It's just a bit of fun!

This is Elsie! She's a six and a half year old King Charles cavalier spaniel, and a devoted reader of Seagull. She once fell asleep snoring behind co-founder Adam's head, and he didn't complain once because she's such a sweet angel.

🖋 News in Brief 🖋

  • The King Alfred swimming pool has received a £205,000 boost from Sport England which will help to prolong its life. The funding, from Phase 2 of the Swimming Pool Support Fund, will go towards replacing two of the 40-year-old boilers with new, more sustainable, energy efficient models. The support will help to keep the King Alfred pool open and operational while a decision is made on replacing the centre with a new state of the art leisure facility.
  • The Victoria Fountain Restoration Project has won the Refurbishment Project Category of the Institution of Structural Engineers South Eastern awards! We drove past the other day and the lights are looking absolutely smashing :)
  • The Volk’s Electric Railway has reopened 🎉! It will be open daily until the end September.
  • Workers at the Hollingbury Asda have voted in favour of industrial action, following disputes around health and safety, and management bullying. Strike dates will be announced soon.
  • Charlie Southall watch: an excellent update on the man who just won't quit, here.
If you have a story for Seagull, please get in touch with our editor at [email protected].

The Big One

Source: The Brighton Seagull

What's happening? The council has launched its adult autism strategy.

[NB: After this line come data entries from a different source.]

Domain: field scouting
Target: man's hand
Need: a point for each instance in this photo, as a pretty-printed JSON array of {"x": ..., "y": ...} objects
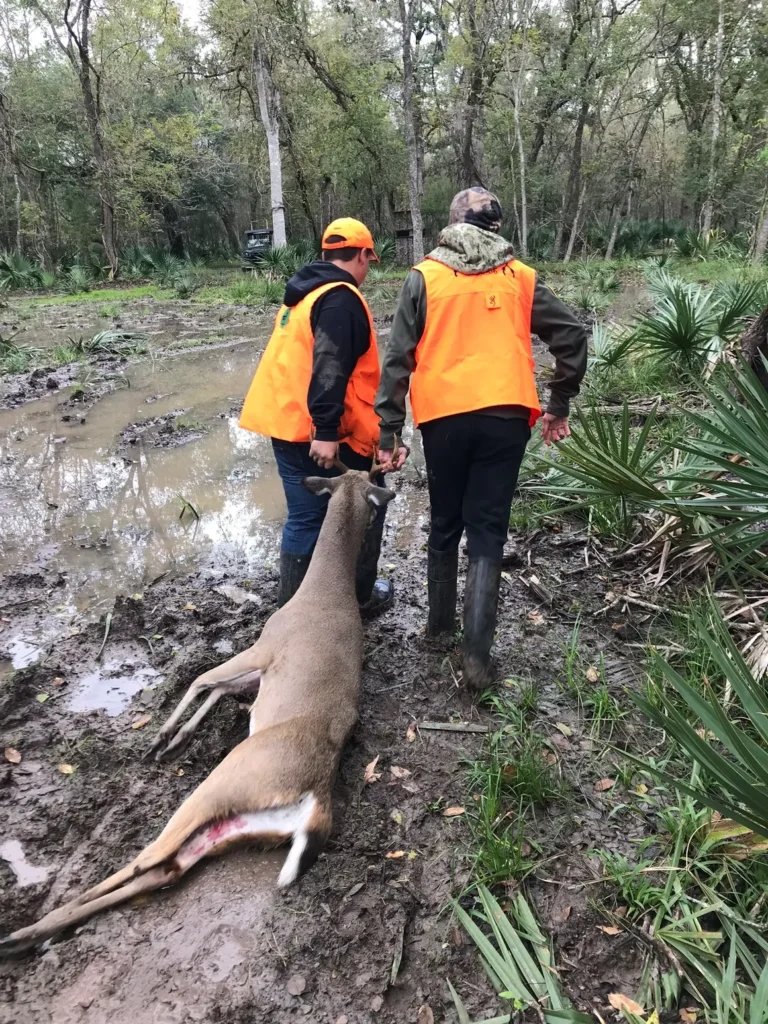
[
  {"x": 324, "y": 453},
  {"x": 554, "y": 428},
  {"x": 388, "y": 460}
]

What is the adult autism strategy? It focuses on improving the lives of autistic adults in Brighton & Hove and their unpaid carers and wider support networks, while working to celebrate the strengths of autistic people and promote neurodiversity, amplify autistic voices and recognise autistic culture.

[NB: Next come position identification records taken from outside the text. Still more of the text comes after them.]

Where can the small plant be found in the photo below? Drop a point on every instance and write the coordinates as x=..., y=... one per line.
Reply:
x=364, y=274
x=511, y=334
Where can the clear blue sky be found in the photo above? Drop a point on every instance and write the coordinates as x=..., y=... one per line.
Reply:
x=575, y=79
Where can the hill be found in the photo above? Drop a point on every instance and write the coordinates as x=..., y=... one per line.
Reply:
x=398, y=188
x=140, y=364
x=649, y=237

What does the strategy cover? Mental and physical health, relationships, housing, social care, interactions with the police and justice systems, and ways in which those with autism can feel valued in the city.

How was the adult autism strategy made? We've been following the creation of the strategy since May 2023: consultations were held to enable autistic people, their carers, family members and people who work closely with autistic people to share their views on local services.

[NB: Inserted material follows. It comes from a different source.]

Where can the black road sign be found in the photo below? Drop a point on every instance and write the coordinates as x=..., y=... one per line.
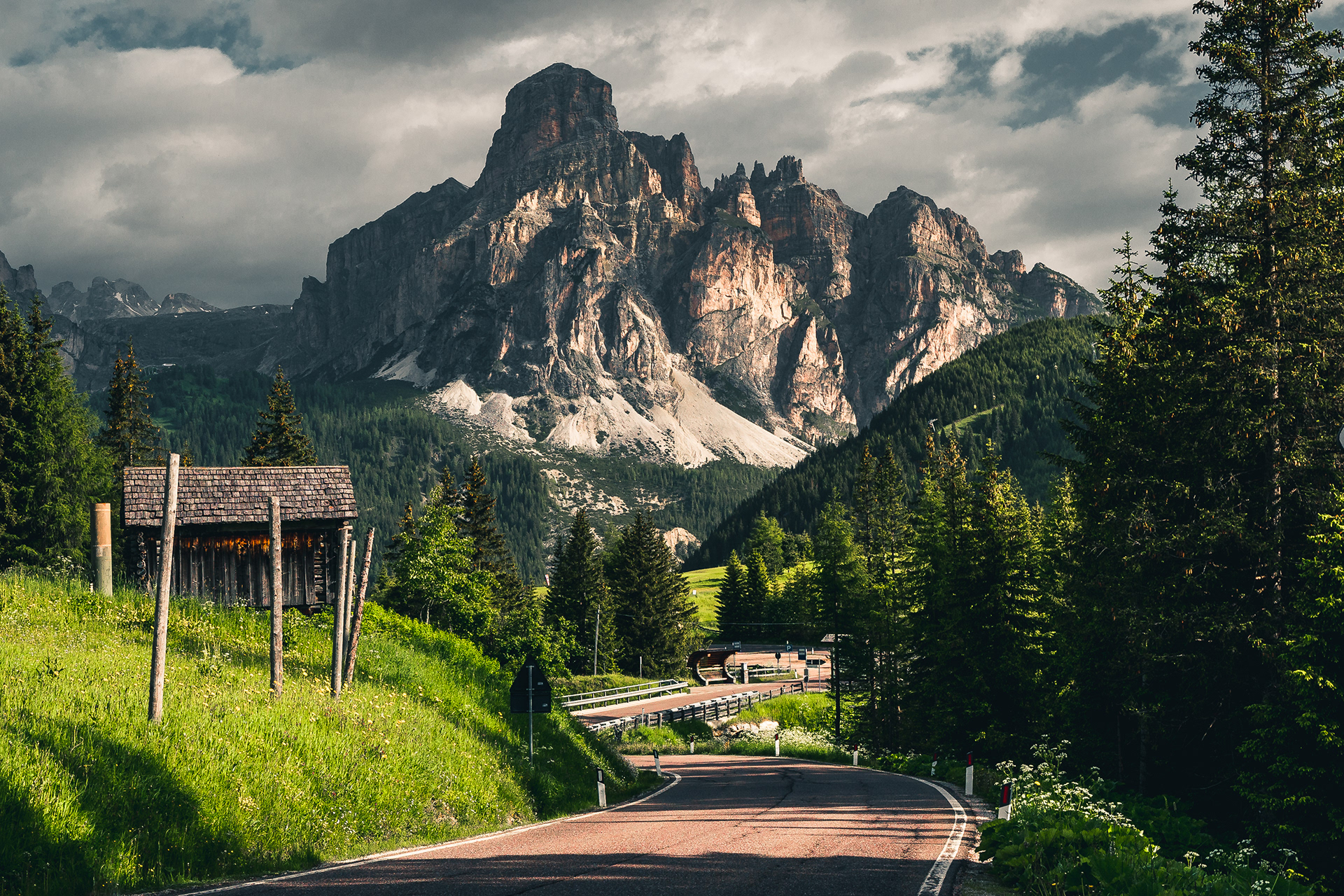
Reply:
x=518, y=692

What are the findings? There's so much to the report, but right at the top of it is a focus on language to use. Don't use: people with autism. Do use: autistic people. Don't use: high or low functioning Aspergers's syndrome. Do use: autistic people with a learning disability or autistic people without a learning disability.

How many people in the city are autistic? Based on estimates from the UK government, around 1.1% of the population, or 3,250 in Brighton and Hove as of 2020. However, many consider the 1.1% statistic used by national government to be too low.

Councillor Tristram Burden, Chair of Adult Social Care and Public Health Sub-Committee, said: "I’m delighted that we’ve launched Brighton & Hove’s Adult Autism Strategy as part of Autism Acceptance Month.

How will this plan affect council services? The council has committed to delivering several action points over the next five years, including:

  • Inclusive adjustments made to universal services and development of specialist services where there are large gaps in provision.
  • A review being co-produced with the police, the justice system and the youth offending service to look at how they can better support autistic people.
  • Co-producing a review with public transport providers of how buses, train stations and taxi schemes can be more accessible for autistic people.
  • Making sure there is specialist support for autistic people to manage tenancies within the private rental sector.

There are dozens more actions listed out by the council, which can all be found here.

What has the council said? Councillor Tristram Burden, chairman of the council's adult social care and public health sub-committee, said:

The Adult Autism Strategy marks the beginning of a new era for autistic people in Brighton & Hove.

The strategy will give us a solid base to work from now and in the future to better support those with autism, recognise their strengths, and ensure Brighton & Hove continues to celebrate diversity across the city.